- Directed by: Alice Birch
- Screenplay by: Alice Birch
- Produced by: Tessa Ross; Juliette Howell; Theo Barrowclough; Cate Blanchett; Lee Groombridge;
- Starring: Cate Blanchett; Spike Fearn;
- Cinematography: Michał Dymek
- Production companies: House Productions; Dirty Films; Film4;
- Distributed by: Searchlight Pictures
- Countries: United Kingdom; Australia;
- Language: English

= Sweetsick =

Upcoming film by Alice Birch

Sweetsick is an upcoming drama film written and directed by Alice Birch in her directorial debut.
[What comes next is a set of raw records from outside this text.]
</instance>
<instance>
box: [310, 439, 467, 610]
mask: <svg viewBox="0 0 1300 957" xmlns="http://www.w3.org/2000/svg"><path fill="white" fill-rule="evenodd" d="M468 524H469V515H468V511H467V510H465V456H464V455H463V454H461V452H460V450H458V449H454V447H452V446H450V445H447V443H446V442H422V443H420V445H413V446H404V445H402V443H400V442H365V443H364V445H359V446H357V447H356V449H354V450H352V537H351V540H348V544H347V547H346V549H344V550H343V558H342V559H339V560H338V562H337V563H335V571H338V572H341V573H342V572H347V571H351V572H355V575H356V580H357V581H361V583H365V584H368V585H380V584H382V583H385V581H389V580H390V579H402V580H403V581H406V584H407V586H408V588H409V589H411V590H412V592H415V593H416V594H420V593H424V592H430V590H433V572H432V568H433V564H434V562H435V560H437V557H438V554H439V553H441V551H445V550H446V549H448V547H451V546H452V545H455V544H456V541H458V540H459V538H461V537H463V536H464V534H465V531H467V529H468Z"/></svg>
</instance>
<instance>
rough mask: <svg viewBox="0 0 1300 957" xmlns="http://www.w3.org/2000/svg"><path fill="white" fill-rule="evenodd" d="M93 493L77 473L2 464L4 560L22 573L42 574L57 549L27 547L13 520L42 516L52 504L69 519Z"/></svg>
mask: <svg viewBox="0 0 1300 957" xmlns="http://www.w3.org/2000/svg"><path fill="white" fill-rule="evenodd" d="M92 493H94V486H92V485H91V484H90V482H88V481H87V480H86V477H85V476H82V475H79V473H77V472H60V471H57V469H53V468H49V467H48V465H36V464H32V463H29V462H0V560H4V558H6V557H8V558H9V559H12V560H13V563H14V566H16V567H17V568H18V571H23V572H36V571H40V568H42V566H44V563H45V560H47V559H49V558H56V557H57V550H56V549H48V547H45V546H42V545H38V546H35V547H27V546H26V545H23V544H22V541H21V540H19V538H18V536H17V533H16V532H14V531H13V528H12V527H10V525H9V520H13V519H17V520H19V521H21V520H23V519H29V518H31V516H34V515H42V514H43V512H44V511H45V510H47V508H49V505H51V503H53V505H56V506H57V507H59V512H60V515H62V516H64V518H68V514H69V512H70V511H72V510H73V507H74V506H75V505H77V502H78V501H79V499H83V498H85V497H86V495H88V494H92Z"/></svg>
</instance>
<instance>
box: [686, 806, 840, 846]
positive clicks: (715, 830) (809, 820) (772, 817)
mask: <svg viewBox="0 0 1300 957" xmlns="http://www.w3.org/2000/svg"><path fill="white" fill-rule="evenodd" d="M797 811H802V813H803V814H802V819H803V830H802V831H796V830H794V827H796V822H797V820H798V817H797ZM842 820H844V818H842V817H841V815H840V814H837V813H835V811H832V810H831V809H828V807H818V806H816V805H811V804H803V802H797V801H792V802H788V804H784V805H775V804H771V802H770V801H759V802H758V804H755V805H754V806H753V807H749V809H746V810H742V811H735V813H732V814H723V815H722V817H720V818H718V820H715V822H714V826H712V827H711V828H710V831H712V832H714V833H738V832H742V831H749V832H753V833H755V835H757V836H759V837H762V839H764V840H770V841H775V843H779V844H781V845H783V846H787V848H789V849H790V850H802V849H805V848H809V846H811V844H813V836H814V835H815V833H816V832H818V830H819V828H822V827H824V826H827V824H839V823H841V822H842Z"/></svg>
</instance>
It stars Cate Blanchett and Spike Fearn.

==Premise==
A mercurial woman (Cate Blanchett) with a strange and piercing gift – the ability to see what others most intimately need, often at great personal cost – who sets out on a journey home.

==Cast==
- Cate Blanchett as Eleanor
- Spike Fearn
- Tilly Walker as Eleanor's daughter

==Production==
In September 2025, it was announced that writer Alice Birch would make her directorial debut, with Cate Blanchett and Spike Fearn starring, and Searchlight Pictures acquiring the distribution rights.

Principal photography began in October 2025, in the United Kingdom and Greece.